Building Tomorrow

The last two novels I’ve read dealt with the issue of how to transition from an economy of scarcity to one of abundance. It was enough of a coincidence that I asked God if she was sneaking messages into my unconscious. She said she does that all the time but that the messages have nothing to do with economics.

To be fair, one of the books really only brought up the issue at the end, and didn’t so much address it as point out that it was something that that fictional world was going to have to address in its very near future. I’d tell you what the book is, but since I’ve already given out that spoiler, I probably shouldn’t. And the second, which is called “Manna: Two Visions of Humanity’s Future,” is actually a political monograph presented in sort-of-novel form. I say “sort of” because it doesn’t concern itself with things like character growth, or antagonists and protagonists, just with presenting a possible future.
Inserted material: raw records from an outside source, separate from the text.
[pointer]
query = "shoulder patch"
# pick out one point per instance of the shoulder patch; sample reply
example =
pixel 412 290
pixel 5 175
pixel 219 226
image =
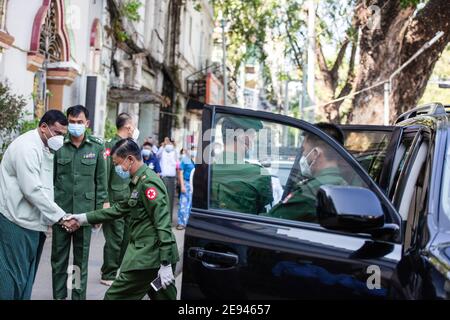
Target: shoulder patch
pixel 106 153
pixel 151 193
pixel 97 140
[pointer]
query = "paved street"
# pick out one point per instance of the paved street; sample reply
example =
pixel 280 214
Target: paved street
pixel 42 289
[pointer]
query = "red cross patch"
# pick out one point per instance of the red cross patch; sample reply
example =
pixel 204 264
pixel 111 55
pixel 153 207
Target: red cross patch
pixel 287 197
pixel 107 153
pixel 151 193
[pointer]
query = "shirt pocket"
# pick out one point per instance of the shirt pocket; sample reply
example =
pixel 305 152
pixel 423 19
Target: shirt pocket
pixel 87 167
pixel 64 166
pixel 119 192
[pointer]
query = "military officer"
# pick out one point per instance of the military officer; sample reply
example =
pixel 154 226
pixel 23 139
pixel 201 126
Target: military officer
pixel 319 165
pixel 152 249
pixel 116 232
pixel 237 185
pixel 80 186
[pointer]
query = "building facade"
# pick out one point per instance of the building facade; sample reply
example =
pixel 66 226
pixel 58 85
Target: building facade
pixel 111 56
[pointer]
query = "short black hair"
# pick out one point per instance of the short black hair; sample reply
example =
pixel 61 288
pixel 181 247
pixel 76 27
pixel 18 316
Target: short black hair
pixel 53 116
pixel 122 120
pixel 126 147
pixel 332 130
pixel 76 110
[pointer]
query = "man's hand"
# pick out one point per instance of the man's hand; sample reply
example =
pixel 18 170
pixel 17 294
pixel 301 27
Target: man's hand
pixel 69 223
pixel 166 274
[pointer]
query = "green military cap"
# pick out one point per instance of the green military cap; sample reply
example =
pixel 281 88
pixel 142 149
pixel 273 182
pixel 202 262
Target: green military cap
pixel 238 122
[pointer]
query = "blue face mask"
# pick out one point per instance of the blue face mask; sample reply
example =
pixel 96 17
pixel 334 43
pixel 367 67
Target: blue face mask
pixel 76 130
pixel 146 153
pixel 122 173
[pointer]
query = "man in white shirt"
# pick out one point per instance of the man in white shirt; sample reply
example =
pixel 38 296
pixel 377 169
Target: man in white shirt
pixel 168 162
pixel 27 208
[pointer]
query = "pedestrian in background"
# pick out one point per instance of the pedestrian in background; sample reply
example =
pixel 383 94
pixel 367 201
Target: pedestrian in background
pixel 150 158
pixel 184 175
pixel 116 232
pixel 168 162
pixel 80 186
pixel 27 208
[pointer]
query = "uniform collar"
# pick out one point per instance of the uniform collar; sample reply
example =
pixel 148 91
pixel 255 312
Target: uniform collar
pixel 138 174
pixel 85 139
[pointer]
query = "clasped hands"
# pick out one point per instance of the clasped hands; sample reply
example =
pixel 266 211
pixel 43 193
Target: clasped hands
pixel 70 223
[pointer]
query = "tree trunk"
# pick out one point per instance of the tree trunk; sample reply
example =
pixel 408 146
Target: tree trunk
pixel 384 49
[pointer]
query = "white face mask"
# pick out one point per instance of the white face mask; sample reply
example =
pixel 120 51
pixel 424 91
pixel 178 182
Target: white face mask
pixel 305 167
pixel 54 142
pixel 168 148
pixel 135 134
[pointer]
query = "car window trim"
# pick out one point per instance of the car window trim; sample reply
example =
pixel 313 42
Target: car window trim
pixel 279 223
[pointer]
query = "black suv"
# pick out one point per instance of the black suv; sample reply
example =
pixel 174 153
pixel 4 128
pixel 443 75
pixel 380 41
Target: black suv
pixel 383 234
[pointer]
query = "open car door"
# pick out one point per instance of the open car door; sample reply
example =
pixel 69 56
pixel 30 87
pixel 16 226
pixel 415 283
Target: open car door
pixel 247 238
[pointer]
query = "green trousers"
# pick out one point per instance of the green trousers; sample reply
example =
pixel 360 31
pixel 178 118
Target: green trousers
pixel 135 284
pixel 20 252
pixel 117 235
pixel 61 241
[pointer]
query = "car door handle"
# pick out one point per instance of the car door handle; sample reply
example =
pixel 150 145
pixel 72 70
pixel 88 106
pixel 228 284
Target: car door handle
pixel 214 259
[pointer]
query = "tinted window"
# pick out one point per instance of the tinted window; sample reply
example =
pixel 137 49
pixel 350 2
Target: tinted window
pixel 266 168
pixel 369 149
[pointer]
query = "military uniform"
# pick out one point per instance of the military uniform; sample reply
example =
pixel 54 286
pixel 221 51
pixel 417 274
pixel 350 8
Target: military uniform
pixel 116 232
pixel 240 187
pixel 152 242
pixel 80 186
pixel 301 203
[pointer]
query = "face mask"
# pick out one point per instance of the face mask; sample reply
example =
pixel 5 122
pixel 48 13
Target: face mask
pixel 135 134
pixel 122 173
pixel 146 153
pixel 305 167
pixel 76 130
pixel 169 148
pixel 55 142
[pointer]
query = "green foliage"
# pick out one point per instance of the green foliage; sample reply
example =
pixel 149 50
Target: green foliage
pixel 198 7
pixel 130 10
pixel 11 110
pixel 122 36
pixel 410 3
pixel 110 130
pixel 441 71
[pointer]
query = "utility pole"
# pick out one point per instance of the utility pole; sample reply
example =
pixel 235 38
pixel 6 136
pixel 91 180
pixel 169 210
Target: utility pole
pixel 308 96
pixel 224 60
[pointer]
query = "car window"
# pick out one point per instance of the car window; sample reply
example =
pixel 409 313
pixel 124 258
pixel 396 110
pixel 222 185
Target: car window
pixel 401 155
pixel 369 149
pixel 266 168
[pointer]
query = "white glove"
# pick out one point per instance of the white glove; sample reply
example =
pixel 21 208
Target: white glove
pixel 81 218
pixel 166 275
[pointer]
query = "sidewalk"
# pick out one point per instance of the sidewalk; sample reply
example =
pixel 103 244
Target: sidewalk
pixel 42 289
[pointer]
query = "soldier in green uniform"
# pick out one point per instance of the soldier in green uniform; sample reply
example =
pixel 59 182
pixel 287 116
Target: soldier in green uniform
pixel 80 186
pixel 116 232
pixel 237 185
pixel 152 249
pixel 319 165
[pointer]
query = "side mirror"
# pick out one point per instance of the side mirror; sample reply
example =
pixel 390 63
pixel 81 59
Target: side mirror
pixel 347 208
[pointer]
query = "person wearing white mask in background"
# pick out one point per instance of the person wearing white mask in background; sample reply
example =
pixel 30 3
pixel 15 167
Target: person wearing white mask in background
pixel 27 206
pixel 168 162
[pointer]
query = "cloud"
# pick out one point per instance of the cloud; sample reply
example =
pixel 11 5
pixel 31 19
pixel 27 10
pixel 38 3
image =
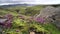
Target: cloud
pixel 31 1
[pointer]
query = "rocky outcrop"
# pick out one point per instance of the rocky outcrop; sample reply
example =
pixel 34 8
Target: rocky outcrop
pixel 51 14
The problem with learning much of anything from either of these books is that they both bring about the state of abundance through a kind of magic. In one it’s done by invoking “the far future” and assuming that we do an impressive job in developing nanotech. This is a pretty easy bet to make, given a long enough timeframe, but it really doesn’t help address the issue of what can we do now to both bring about an abundant future and to make sure that we transition to it without having to resort to guillotines. And in “Manna,” where the author is expressly trying to show two likely futures that can come from our technological development, what he’s really trying to show is how one path could lead to abundance and another to dystopia, so he’s not so much interested in how we actually deal with the transition to abundance as with that we make the transition happen. So again we resort to magic, there’s some handwaving and some mumbled incantations about products being completely recycled with no waste but he doesn’t really talk about how that is possible.

Still, with enough effort and with incentives and goals other than just profit, it’s a possible future. The trick is just steering it from possible to plausible and then from plausible to probable. And to do all that without any smoke or mirrors.

Well, God says maybe a mirror’s okay.